I heard these warnings and dismissed them. After all, it was inconvenient. Why spend the extra two bucks for a paper book and wait for shipping when I can get it on my Kindle instantly? Sure, celebrities and normal Americans are being canceled left, right, and center, but books are different.
I told myself book burnings are a thing of the past. They are just images in history textbooks and dystopian novels. We could never get to that point in America. Amazon would never ban conservative books with which they disagree. That would just hurt their bottom line, right?
Well, turns out I was wrong. We are living through a book burning – a digital book burning. While books are not being doused in lighter fluid and burnt in piles on the streets, they are being burnt out of the marketplace of ideas. The matches of this burning are the new standards imposed by the woke ideology, and the lighter fluid is the companies that are imposing these standards on their customers.
In the past month, we have witnessed the danger of which Glenn Beck warned. On March 2, Dr. Seuss Enterprises announced that six of Dr. Seuss’ books will no longer be printed because some of the illustrations contained in them were deemed “hurtful.” Unsurprisingly, this caused the prices of those books to skyrocket. Stories like this show the lengths to which companies are willing to go in order to fit themselves and their products into the ever-changing window of acceptable speech.
The Dr. Seuss story got a fair amount of coverage in the media, and rightly so. But an even more important story fell through the cracks.
In late February, Ryan Anderson’s book “When Harry Became Sally: Responding to the Transgender Moment,” a book that looks at gender dysphoria in an organized, compassionate manner, was suddenly removed completely from Amazon’s selling platform. It was not deleted off of Kindle devices, so your ebooks are safe for now, but it can no longer be bought in any format on Amazon. Amazon neither notified nor gave a reason to Anderson as to why his book had been erased from their platform. Only after four U.S. senators wrote a letter to Amazon asking why the book had been banned did Amazon finally give its reasoning. They responded by stating they had changed their policy and have now decided “not to sell books that frame LGBTQ identity as a mental illness.”
Why is this a problem? You might be thinking that it’s just one book, and you can still buy the book directly from the publisher.
While the banning of Anderson’s book is dangerous in and of itself, the effects are far-reaching. Amazon has dominance over the American book market. A remarkable 53% of books and 80% of ebooks sold in the U.S. are sold by Amazon, according to the Wall Street Journal. If you want your book to do well, you need it to be on Amazon. So, naturally, publishers won’t want to risk publishing books that Amazon might deem offensive and not allow on their platform.

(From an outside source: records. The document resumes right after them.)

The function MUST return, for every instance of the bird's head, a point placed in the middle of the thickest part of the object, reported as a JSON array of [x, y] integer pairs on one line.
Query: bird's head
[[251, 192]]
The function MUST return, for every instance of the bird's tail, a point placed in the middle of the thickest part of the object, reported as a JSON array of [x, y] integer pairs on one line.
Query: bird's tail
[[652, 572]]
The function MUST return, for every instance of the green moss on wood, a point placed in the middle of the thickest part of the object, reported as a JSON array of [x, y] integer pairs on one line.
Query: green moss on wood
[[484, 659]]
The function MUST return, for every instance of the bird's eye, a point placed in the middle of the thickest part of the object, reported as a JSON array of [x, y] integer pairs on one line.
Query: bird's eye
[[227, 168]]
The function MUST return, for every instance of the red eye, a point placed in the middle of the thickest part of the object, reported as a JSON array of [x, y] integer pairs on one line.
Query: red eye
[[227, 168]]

Who knows what books are next on Amazon’s list? All books that question the woke creed are on the chopping block. Perhaps it will be pro-life books, or maybe it will be ones that question climate change. No matter where their next target is, it will only further disincentivize publishers from printing books written from a conservative standpoint.
So go out and buy some printed books. Buy books you want to read, and buy books you foresee being canceled. Who knows? Your collection of banned books might be worth millions someday. Who needs a 401(k) when you’ve got Dr. Seuss or Mark Twain sitting on your bookshelf?
David Swegle is a sophomore George Washington Fellow studying economics.